关 键 词:雷达点迹  置信函数  深度学习  数据分类  迭代优化
收稿时间:2023-12-23
修稿时间:2024-05-07

A Radar Plots Recognition Algorithm Based on Adaptive Confidence Classification Network
Yang Rui,Zhao Yingbo. A Radar Plots Recognition Algorithm Based on Adaptive Confidence Classification Network[J]. Science Technology and Engineering, 2024, 24(20): 8541-8549
Authors:Yang Rui  Zhao Yingbo
Affiliation:Engineering Comprehensive Training Center, Xi''an University of Architecture and Technology
Abstract:When multiple radars collaborate for target detection and recognition, the obtained data is rich in clutter and uncertain information due to the complex battlefield environment. Traditional radar plots recognition algorithms have certain limitations in processing such data. Therefore, a radar plots recognition algorithm based on adaptive confidence classification network (RPR-ACCE) has been proposed in this paper. Firstly, construct a confidence classification network to obtain the belief of each radar plots belonging to target, clutter, and uncertainty that under each iteration. Then, based on the spatial distribution characteristics of these plots, decision evidences are constructed and corrected for fusion.

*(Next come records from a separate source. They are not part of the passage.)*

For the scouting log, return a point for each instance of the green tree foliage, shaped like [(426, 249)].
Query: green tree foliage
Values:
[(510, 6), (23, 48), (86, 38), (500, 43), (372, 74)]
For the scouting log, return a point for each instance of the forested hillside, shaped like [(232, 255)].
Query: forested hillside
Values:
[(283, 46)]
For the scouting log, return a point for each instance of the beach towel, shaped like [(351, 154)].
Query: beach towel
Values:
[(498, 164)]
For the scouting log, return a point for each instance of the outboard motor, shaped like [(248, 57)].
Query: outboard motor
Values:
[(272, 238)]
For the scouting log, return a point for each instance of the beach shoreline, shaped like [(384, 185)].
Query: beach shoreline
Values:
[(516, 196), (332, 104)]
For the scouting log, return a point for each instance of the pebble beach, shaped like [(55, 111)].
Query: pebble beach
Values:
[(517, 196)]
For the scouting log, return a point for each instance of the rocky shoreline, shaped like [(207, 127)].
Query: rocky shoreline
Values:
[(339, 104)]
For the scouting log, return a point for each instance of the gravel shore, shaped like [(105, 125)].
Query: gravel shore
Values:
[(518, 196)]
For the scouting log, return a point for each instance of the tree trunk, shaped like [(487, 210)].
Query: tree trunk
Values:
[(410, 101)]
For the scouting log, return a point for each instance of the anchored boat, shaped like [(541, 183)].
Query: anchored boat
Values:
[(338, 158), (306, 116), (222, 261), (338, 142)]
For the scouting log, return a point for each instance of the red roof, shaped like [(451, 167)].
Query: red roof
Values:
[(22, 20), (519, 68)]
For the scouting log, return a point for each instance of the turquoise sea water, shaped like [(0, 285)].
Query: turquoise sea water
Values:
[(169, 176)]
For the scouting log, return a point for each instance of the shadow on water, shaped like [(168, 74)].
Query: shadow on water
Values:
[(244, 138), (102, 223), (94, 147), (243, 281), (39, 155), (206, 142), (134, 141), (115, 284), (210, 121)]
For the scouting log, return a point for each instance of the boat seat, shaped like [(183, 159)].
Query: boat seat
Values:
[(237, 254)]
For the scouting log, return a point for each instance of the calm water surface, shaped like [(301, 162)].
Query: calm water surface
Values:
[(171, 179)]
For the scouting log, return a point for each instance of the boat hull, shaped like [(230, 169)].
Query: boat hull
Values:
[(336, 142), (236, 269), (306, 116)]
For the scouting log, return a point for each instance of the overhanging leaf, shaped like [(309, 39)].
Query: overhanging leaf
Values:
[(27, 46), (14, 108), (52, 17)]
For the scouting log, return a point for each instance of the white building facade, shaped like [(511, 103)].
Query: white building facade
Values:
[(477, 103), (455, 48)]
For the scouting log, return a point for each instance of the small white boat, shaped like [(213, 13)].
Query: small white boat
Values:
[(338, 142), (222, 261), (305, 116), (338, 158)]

The fusion result updates the class label of the plots, and the updated plots also drive the training of the confidence classification network again. This iterative optimization is carried out until the class labels of all radar plots are no longer updated. Experiments based on measured radar plots show that compared with traditional typical radar plot recognition algorithms, the new algorithm can effectively improve the accuracy of plot recognition. In addition, the dependence on training samples is relatively small, making it easy to promote and apply to other scenarios.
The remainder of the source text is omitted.